The other face of the side of the Queen’s Kenyan world is the world of the dispossessed.

These are the people who comprise the tragic chapters of David Anderson’s Histories of the Hanged: Britain’s Dirty War in Kenya and the End of Empire and Caroline Elkins’ Britain’s Gulag: the Brutal End of Empire in Kenya. 

To read these books is to hate colonialism, especially of the British variety. The atrocities are mind-boggling.

Millions have gone to their graves with no justice done for them.

Once I took a boat ride to Mageta Island on Lake Victoria. Mageta was Kenya’s version of Robben Island.

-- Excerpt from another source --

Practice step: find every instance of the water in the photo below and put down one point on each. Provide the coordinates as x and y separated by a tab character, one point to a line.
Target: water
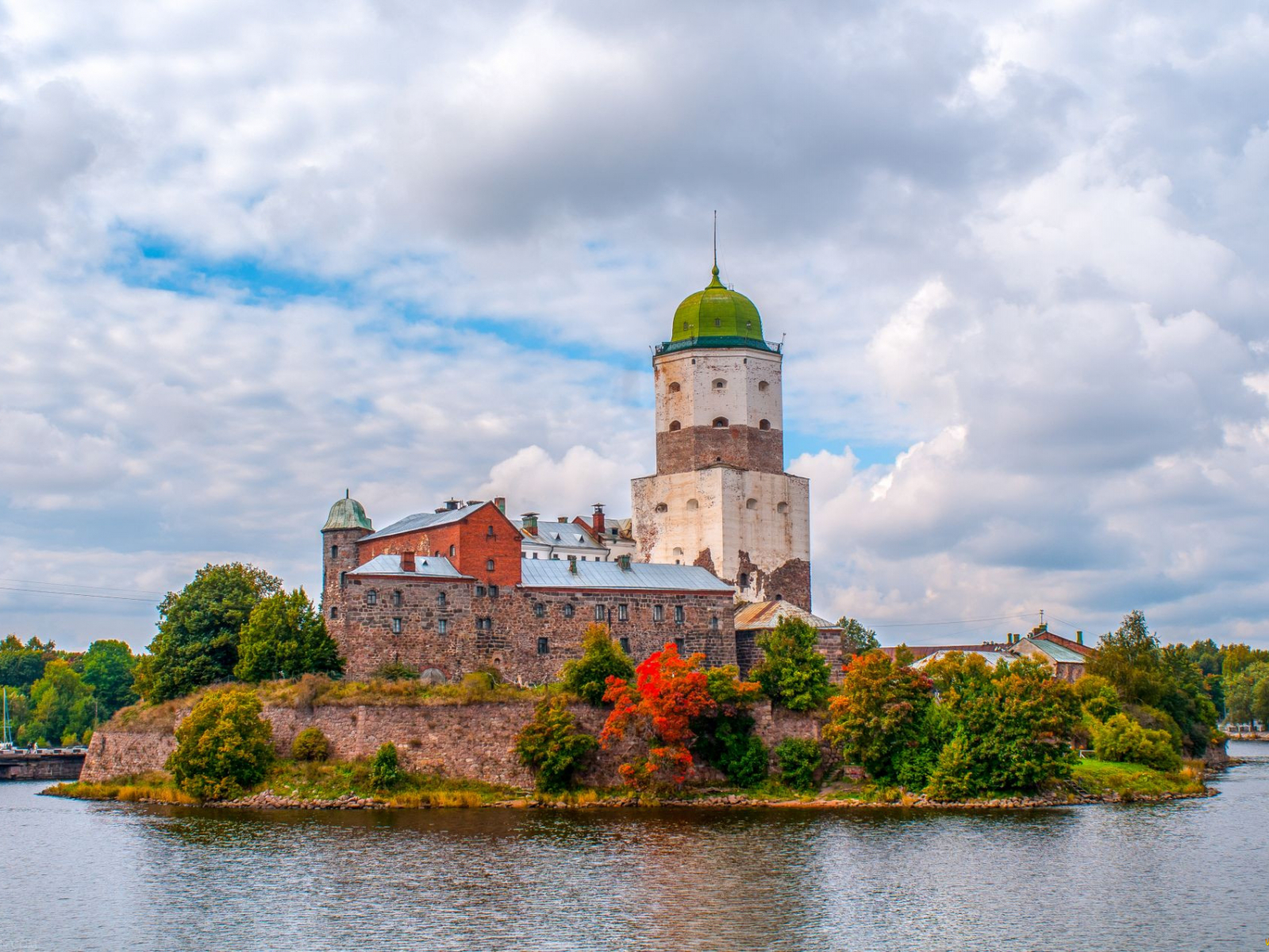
1188	875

Once there, you were there; the probability of escape was non-existent. But I noticed that, like other colonial detention camps, nothing is preserved to remind successor generations of the atrocities that took place.

It is now just a windswept, enchantingly beautiful but poor place. In any case Mau Mau, the freedom movement, remained banned in Kenya until the advent of the Narc government in 2002.

In 1982, the Nation sent me to Australia to cover the 12th Commonwealth Games in the southeastern city of Brisbane.

The games were opened by Prince Philip and closed by the Queen herself.

In those days, security was nowhere near what it is today where tall, dark-suited men sporting swimming goggles and wearing looks harder than the rocks of Batian, Nelion and Lenana on Mt Kenya make you feel that you are standing near them by mistake.

At the unsurprisingly named Queen Elizabeth II Stadium and outside it, things were very relaxed and I had a reasonably close-up view of this tender-looking monarch who reigned by force of arms over my homeland and in whose name much innocent blood was shed.

The memory of the hundreds of thousands of people who were put to death in the brutal but ultimately futile campaign to sustain her empire so that the sun may never set on it won’t allow me to forget her.

Many of the well-documented atrocities took place in my Nyeri birthplace, which also produced the legendary Mau Mau leader that her government put to death by hanging in 1957, Dedan Kimathi.

I have no emotion at all about her passing, but in homage to the memory of so many innocent dead not just in Nyeri, Kenya and around the world, wherever the Union Jack flew in the 1950s, I should.